Among the demonstrators who came to town for the protest was national gay-rights activist Bill Dobbs (second at right in photo standing beside Yale Daily News reporter Isaac Stanley-Becker). Yale police arrested him in 1989 when he was putting up posters for a gay-rights conference; his treatment by police led to a protest march and an internal review by Yale police that proved critical of their handling of the incident. Dobbs said Tuesday that one of his keepers in the police lock-up that night in 1989 (he didn’t remember if it was a marshal or an officer,) warned him, “If I ever see you around town again, I’ll kill you.”
After the City Hall speeches, organizers led marchers down Elm Street. Brown and others initiated chants through a bullhorn and carrying signs reading, “We Demand Answers” and “Truth Now,” and “Death In Jail Is Political,” as protesters marched head-first into cars and buses, whose drivers swerved to avoid them while traveling east. The marchers walked up Elm to the Yale campus, turned left on High Street, then turned left on Chapel (eventually walking with traffic after crossing College), and finally onto State Street en route to the police station.
“Whose streets?” the marchers yelled. “Our streets!”
Although the marchers did not have a permit, police held back, avoiding any confrontation or the need to make arrests. One officer watched from a distance at the City Hall portion of the rally. No cops were visible along the Elm and High street stretches of the march. Police supervisor Sgt. Peter McKoy joined the group on Chapel Street around 12:40 p.m., driving a police van alongside the marchers, while a second officer followed in a police cruiser behind the march. “As long as they keep moving,” saidMcKoy said as the sea of marchers coursed down State Street toward 1 Union Ave., he saw no reason to interfere with the march or arrest anybody.

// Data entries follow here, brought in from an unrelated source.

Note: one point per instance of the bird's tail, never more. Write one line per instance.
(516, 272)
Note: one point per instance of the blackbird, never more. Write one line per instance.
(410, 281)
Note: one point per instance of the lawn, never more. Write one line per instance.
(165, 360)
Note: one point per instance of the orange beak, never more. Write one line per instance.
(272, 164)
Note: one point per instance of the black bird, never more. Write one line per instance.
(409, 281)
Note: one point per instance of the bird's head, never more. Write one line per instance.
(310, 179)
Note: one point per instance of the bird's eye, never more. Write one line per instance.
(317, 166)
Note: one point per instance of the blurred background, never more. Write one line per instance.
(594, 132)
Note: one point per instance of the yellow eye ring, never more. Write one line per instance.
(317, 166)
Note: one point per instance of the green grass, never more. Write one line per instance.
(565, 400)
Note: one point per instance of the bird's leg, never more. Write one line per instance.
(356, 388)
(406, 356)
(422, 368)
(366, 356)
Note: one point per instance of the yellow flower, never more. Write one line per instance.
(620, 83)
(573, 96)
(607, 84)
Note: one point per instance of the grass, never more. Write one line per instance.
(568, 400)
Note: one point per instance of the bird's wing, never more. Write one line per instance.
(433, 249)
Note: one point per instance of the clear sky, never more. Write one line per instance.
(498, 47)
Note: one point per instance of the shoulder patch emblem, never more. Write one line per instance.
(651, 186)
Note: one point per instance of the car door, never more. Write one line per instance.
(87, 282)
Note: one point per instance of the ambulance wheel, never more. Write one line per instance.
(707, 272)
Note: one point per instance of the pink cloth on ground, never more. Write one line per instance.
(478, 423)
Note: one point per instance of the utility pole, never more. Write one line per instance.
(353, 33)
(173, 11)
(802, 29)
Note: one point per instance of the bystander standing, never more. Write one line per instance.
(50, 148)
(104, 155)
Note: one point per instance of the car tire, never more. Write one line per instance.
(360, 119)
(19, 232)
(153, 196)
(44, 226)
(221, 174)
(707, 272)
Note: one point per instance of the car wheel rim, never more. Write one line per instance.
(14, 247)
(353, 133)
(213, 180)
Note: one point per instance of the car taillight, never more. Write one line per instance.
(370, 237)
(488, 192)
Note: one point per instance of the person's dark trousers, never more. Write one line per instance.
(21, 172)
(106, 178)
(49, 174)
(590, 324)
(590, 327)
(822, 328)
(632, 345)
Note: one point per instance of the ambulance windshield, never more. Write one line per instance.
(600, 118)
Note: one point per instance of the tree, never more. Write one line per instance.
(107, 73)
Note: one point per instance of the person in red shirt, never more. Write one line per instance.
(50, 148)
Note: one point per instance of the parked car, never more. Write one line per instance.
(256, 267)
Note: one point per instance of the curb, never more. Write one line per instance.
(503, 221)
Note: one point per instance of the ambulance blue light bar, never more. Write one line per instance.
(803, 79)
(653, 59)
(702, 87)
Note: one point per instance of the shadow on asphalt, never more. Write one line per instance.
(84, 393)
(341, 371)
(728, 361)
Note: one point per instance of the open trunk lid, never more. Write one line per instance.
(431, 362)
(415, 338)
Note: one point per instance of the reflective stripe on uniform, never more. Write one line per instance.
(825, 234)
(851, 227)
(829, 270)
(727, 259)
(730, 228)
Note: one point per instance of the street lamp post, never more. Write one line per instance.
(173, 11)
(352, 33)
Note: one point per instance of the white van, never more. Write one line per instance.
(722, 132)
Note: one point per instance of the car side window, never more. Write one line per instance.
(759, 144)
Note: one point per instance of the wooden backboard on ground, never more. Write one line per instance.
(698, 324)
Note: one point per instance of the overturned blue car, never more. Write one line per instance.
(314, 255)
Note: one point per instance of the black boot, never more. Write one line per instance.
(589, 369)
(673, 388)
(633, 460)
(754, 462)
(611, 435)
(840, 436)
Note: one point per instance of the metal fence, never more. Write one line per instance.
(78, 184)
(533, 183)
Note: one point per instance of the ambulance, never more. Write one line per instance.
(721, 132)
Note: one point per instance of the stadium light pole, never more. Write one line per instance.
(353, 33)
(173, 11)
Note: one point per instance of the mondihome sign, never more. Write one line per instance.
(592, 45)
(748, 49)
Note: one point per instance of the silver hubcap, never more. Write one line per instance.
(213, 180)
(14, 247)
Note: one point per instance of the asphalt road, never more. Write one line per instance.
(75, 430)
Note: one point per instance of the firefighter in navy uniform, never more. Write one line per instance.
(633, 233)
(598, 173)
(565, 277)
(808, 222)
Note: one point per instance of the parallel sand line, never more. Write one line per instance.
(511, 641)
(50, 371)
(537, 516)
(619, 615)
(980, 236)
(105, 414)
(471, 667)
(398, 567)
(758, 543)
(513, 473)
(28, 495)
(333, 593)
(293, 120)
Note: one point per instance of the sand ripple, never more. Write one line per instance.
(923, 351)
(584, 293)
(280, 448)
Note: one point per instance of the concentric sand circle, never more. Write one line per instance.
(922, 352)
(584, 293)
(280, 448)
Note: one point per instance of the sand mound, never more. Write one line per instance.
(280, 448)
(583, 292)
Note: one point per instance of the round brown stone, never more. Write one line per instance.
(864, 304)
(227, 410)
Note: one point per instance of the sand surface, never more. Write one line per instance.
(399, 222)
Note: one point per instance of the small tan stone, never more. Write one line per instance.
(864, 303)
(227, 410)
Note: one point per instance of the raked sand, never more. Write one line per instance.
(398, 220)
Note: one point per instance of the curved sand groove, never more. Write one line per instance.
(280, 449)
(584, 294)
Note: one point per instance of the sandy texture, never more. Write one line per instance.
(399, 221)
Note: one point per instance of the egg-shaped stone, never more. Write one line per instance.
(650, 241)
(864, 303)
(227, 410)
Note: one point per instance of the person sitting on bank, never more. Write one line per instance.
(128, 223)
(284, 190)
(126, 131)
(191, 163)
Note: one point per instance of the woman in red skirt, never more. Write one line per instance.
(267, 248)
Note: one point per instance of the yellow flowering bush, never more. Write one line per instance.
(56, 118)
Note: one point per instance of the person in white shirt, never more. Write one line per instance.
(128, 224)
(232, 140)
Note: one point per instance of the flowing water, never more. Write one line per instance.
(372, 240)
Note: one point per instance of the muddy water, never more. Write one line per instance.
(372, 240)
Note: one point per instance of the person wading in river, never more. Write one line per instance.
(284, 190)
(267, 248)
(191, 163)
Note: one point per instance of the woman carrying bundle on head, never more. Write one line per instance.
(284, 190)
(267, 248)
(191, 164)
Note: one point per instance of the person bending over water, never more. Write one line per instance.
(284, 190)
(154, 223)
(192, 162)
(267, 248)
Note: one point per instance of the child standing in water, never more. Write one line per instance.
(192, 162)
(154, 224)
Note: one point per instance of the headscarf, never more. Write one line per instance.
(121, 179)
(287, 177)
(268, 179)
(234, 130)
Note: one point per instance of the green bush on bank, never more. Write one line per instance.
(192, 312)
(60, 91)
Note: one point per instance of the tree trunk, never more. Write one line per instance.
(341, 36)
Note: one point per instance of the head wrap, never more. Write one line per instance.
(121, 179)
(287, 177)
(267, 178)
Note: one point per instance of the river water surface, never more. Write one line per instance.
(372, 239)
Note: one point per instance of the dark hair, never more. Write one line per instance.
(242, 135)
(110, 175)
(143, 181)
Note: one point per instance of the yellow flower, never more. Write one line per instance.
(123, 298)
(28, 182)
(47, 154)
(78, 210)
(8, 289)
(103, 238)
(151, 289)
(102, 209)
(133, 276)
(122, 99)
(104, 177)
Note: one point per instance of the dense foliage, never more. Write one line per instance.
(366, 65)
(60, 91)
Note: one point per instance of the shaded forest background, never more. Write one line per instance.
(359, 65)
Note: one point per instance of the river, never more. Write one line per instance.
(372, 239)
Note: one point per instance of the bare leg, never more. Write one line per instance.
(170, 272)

Jeannie Cipollini (at right in photo) drove behind McKoy. Cipollini, who lives in Guilford, said she was driving in support of the march. “I want to know what took four days for the incident to become public,” she said. Police did not release any information about See’s death until four days after it occurred, and after the Independent published an account about it. Police Chief Dean Esserman has since apologized for the department’s slow release of information in the case. He said the state’s chief medical examiner has concluded that a cut See suffered in a reported tangle with police at the time of his arrest did not cause his death. The medical examiner is waiting for results of toxicology tests before announcing an official cause of death.
As the marchers reached the police station steps Tuesday for a final rally, Nathan Brown’s chant in the megaphone had evolved into, “The cops are a hate crime.“Among the speakers at the police station was Samuel See’s sister (at right in photo). “I don’t want this to happen to another person,” she told the crowd. “I called the police for help for Sam. Now he’s dead.” She declined to be interviewed or speak with a reporter afterward.
Yale English Professor Jill Campbell, a friend and colleague of Sam See, addressed the crowd as well. “He died in this building, alone,” she noted. “We needed to respond with political feeling and political thought [to his death] ... It does give me good comfort to march with you today.”
No officers were visible outside the police station during the final rally. The demonstration ended at 1 p.m. without incident.